Lorsque la souveraineté n’est pas limitée, il n’y a nul moyen de mettre les individus à l’abri des gouvernements. C’est en vain que vous prétendez soumettre les gouvernements à la volonté générale. Ce sont toujours eux qui dictent cette volonté, et toutes les précautions deviennent illusoires.

Le peuple, dit Rousseau, est souverain sous un rapport, et sujet sous un autre : mais dans la pratique, ces deux rapports se confondent. Il est facile à l’autorité d’opprimer le peuple comme sujet, pour le forcer à manifester comme souverain la volonté qu’elle lui prescrit[1].

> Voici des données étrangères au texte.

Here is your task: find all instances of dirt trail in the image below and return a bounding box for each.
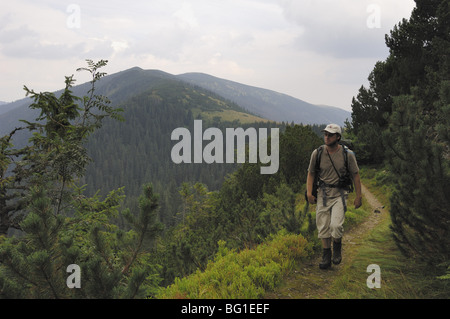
[265,184,386,299]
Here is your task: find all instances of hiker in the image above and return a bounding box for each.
[306,124,362,269]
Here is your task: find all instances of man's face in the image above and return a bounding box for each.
[324,132,339,147]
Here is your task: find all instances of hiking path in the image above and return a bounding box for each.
[265,184,386,299]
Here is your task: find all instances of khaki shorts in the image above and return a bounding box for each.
[316,195,346,239]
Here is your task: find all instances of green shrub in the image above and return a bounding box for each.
[156,231,311,299]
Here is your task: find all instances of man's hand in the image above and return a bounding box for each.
[354,196,362,209]
[307,193,317,204]
[352,172,362,209]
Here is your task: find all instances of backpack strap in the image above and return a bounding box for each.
[315,145,324,172]
[341,145,354,193]
[316,144,353,210]
[342,144,349,172]
[316,144,348,173]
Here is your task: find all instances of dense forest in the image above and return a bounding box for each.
[81,74,326,286]
[81,77,324,228]
[348,0,449,266]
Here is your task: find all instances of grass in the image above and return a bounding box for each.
[156,231,313,299]
[324,167,449,299]
[326,214,413,298]
[156,166,449,299]
[192,107,270,125]
[326,209,449,298]
[266,166,448,299]
[359,166,393,209]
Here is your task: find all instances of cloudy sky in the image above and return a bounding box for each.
[1,0,415,111]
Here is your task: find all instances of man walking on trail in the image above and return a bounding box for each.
[306,124,362,269]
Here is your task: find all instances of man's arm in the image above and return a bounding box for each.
[306,171,316,204]
[353,172,362,209]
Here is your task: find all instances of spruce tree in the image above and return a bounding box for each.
[351,0,449,265]
[0,60,163,298]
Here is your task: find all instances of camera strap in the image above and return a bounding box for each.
[326,147,347,212]
[326,148,342,180]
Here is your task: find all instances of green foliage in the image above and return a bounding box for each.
[0,183,163,299]
[0,186,66,298]
[350,0,450,165]
[326,179,449,299]
[71,183,163,299]
[277,125,323,192]
[0,58,354,298]
[349,0,450,270]
[157,231,312,299]
[157,124,321,286]
[384,93,449,264]
[0,59,124,235]
[82,83,281,227]
[0,60,162,298]
[158,182,221,283]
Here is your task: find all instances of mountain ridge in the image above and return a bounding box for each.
[0,67,264,136]
[177,72,350,125]
[0,67,350,132]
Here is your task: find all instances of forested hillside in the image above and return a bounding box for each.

Aucune organisation politique ne peut écarter ce danger. Vous avez beau diviser les pouvoirs : si la somme totale du pouvoir est illimitée, les pouvoirs divisés n’ont qu’à former une coalition, et le despotisme est sans remède. Ce qui nous importe, ce n’est pas que nos droits ne puissent être violés par tel pouvoir, sans l’approbation de tel autre, mais que cette violation soit interdite

  1. « Le triomphe de la force tyrannique est de contraindre les esclaves à se proclamer libres ; mais en se prêtant à ce simulacre mensonger de liberté, les esclaves devenus complices sont aussi méprisables que leurs maîtres. » Benjamin Constant. Discours, t. II, p. 60.